Wei Yi sonrió con amargura.
Parecía que su maestro todavía no olvidaba algunas cosas que habían pasado hacía poco.
Liu Rumei y el Tirano de la Espada también habían tomado ya la misma decisión.
Una vez que habían visto con sus propios ojos la Tienda de Origen, ya no tenían forma de mantenerse al margen.
Los tres se despidieron antes de marcharse.
—Jefe, entonces nos retiramos.
Luo Chuan ni siquiera abrió los ojos.
Solo dejó escapar un leve: —Mm.
Para personas de su posición, casi todos los que conocían solían tratarlos con el mayor respeto posible.

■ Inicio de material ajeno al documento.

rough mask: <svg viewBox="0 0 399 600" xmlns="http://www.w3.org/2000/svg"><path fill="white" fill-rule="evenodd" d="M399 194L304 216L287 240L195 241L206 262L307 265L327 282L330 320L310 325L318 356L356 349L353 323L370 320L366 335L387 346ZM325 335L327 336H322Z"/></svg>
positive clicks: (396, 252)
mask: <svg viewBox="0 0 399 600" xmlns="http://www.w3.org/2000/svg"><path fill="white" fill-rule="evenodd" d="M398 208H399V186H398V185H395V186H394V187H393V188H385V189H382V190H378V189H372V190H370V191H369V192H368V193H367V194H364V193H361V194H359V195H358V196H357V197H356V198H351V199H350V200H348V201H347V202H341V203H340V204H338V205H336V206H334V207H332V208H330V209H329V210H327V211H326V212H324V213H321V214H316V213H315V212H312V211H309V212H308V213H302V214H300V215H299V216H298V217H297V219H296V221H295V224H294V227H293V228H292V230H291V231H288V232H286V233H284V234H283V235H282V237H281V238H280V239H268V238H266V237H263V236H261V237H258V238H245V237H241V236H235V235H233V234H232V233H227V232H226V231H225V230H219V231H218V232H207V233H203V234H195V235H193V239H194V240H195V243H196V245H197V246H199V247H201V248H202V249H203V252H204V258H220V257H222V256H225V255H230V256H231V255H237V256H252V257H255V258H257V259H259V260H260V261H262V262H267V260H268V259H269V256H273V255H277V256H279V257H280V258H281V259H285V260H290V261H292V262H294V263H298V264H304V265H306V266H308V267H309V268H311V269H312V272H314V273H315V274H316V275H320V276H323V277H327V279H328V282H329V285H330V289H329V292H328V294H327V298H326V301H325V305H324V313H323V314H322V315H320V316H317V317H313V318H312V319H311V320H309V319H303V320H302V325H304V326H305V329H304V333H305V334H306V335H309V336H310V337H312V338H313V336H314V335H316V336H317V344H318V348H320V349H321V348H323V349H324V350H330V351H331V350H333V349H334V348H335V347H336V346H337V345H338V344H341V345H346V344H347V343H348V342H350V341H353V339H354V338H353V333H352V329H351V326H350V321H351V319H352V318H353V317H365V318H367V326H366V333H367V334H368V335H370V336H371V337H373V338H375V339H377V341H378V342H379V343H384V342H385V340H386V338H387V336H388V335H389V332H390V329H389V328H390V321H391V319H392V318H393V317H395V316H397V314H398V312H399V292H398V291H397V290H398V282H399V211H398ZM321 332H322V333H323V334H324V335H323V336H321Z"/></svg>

En cambio, el jefe de la Tienda de Origen seguía respondiendo con una indiferencia casi absoluta.
Y, aun así, ninguno de ellos se sintió ofendido.
Porque, en sus corazones, la imagen de Luo Chuan ya había superado con mucho la de un simple experto escondido del mundo.
En su mente, ya lo colocaban en una categoría mucho más alta.
Quizá… un viejo monstruo que había sobrevivido desde tiempos antiguos.
En cuanto a la razón por la que alguien así había abierto una tienda en una ciudad como Jiuyao… eso daba para demasiadas conjeturas.
¿Estaría relacionado con las antiguas ruinas?
¿O simplemente era uno de esos caprichos imposibles de entender de un experto supremo?
Nadie tenía la respuesta.
Así que, cuando abandonaron la Tienda de Origen, los tres iban cargados de dudas… y todavía más curiosidad que antes.